As summer approaches so do all the insects, whether they crawl or fly. If the last few years in New Brunswick are any indication, we can expect to see lots of wasps. A common wasp to encounter around your property is the Bald Faced Hornet. Although technically of the yellow-jacket family, this social wasp gets its name from its black body with mostly white face (commonly referred to as Black Wasps).
Every wasp colony is made up of classes, a founding queen, workers which are sterile, females and males (drones). Only inseminated females overwinter, all other wasps in the colony die every year. These females emerge from sheltered locations each spring and pick nesting sites for the season. Nests from the previous year are not re-used. These nesting sites are chosen in various locations, from ground level up to 70 ft high. These large aerial nests begin with a founding queen creating paper combs of several dozen cells each. Eggs are deposited in each of the cells and the combs are covered with a multi layered, grey paper-maché envelope. Within 6-10 days this queen now has help expanding the nest. Adult wasps are all prevalent by late summer.
These nests which reach sizes up to 15″ in diameter and as much as 2′ long, can be found in all sorts of areas from bushes and trees, to houses, sheds and utility poles. Many nests that are high enough off the ground cause no problems and generally pose no threat. If the nest in under your deck, below your BBQ, or above your front door however, then the potential for a painful sting (or several painful stings) becomes a serious reality.
When choosing to deal with such a problem on your own there are a few tips to keep in mind. The first is to be sure you are NOT allergic to stings.
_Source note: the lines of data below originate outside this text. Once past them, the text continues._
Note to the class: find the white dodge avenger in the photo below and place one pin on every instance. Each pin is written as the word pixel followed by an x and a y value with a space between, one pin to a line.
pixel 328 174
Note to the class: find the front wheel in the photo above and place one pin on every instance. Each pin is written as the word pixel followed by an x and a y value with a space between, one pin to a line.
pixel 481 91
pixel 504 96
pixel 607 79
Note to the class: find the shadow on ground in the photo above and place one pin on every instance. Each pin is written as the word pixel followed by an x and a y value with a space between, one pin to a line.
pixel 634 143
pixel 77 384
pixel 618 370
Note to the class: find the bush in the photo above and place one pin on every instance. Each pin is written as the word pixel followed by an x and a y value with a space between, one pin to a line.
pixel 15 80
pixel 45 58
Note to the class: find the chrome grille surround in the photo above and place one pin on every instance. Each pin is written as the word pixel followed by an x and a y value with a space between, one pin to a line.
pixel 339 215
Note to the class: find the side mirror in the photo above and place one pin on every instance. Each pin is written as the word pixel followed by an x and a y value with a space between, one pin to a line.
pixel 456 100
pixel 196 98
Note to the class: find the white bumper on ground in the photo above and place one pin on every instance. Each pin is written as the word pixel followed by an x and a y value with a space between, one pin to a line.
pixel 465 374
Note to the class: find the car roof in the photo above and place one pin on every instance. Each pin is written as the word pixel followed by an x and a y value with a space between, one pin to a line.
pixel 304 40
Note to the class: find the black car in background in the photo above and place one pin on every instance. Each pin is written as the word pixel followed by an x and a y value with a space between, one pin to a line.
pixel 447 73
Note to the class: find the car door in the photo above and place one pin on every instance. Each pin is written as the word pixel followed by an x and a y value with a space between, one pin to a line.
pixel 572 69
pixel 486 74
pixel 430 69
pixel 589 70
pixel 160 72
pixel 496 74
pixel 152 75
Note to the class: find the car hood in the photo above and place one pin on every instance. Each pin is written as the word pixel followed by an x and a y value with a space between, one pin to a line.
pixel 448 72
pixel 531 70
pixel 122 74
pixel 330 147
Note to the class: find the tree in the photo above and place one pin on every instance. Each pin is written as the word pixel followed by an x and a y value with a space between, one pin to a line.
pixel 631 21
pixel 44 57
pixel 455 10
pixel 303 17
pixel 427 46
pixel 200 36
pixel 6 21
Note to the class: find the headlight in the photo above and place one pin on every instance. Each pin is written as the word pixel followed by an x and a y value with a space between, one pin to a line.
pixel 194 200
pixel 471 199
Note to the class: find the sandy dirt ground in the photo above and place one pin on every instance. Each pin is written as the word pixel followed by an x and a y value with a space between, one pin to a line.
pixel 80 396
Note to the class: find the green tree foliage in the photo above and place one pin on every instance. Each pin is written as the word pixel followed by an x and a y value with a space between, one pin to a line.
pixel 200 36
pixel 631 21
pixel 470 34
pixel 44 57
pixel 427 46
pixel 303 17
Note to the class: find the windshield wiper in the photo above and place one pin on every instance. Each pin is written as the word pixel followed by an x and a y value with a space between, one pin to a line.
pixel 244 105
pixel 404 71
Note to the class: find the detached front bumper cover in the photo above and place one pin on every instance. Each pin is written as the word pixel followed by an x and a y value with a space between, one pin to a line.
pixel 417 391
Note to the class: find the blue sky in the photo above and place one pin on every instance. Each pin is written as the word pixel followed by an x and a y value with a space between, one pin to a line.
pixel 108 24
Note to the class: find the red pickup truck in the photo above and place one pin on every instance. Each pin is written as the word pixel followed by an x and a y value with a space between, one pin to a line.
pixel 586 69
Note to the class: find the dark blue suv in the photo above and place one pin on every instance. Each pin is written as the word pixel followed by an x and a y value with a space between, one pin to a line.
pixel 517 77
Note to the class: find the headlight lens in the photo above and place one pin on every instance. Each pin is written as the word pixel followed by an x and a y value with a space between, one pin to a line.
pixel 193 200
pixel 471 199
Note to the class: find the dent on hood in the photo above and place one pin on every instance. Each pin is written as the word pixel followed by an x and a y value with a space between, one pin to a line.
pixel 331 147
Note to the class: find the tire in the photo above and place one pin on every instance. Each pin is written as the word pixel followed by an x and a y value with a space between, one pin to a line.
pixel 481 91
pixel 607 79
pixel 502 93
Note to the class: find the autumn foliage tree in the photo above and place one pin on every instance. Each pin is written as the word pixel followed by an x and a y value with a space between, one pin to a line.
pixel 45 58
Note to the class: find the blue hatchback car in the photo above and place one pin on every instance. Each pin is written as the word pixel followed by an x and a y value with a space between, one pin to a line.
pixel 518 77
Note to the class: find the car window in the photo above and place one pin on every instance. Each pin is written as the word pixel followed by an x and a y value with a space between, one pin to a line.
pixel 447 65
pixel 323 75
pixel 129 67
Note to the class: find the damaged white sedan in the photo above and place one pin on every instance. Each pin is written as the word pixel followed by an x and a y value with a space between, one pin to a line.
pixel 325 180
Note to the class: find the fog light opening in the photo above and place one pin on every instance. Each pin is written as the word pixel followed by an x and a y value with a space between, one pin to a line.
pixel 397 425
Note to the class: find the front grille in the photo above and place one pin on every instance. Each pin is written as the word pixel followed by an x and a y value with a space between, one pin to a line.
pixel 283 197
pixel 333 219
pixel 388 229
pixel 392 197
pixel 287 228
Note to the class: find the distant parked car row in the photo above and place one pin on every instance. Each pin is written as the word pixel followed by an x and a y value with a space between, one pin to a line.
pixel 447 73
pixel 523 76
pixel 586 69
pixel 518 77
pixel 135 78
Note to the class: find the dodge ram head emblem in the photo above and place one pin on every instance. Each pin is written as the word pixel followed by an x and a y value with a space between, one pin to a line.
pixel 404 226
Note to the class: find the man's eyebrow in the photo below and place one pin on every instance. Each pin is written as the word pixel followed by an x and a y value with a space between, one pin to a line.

If you are, it isn’t worth it. Getting stung is a risk you have to take in order to deal with wasps or bees.
Most (not always all) wasps are in the nest after dark. This is the most effective time to treat with over the counter aerosols. Use only dim lighting in the dark as shining bright lights at the nest will only draw attention to you. Be sure to wear sleeves, gloves, hat and safety glasses. The less skin you show the safer you are. I would do this in my bathing suit, but I’m an experienced professional.
With an aerosol can labelled for wasps (Raid has several choices), apply directly into the entrance at the bottom of the nest. I recommend at least half the can at once for a small nest. Large nests you may need two cans. Once treated, promptly remove the nest and discard in a sealed plastic bag. By prompt I mean immediately, don’t wait for any survivors to come tell you how they feel about it!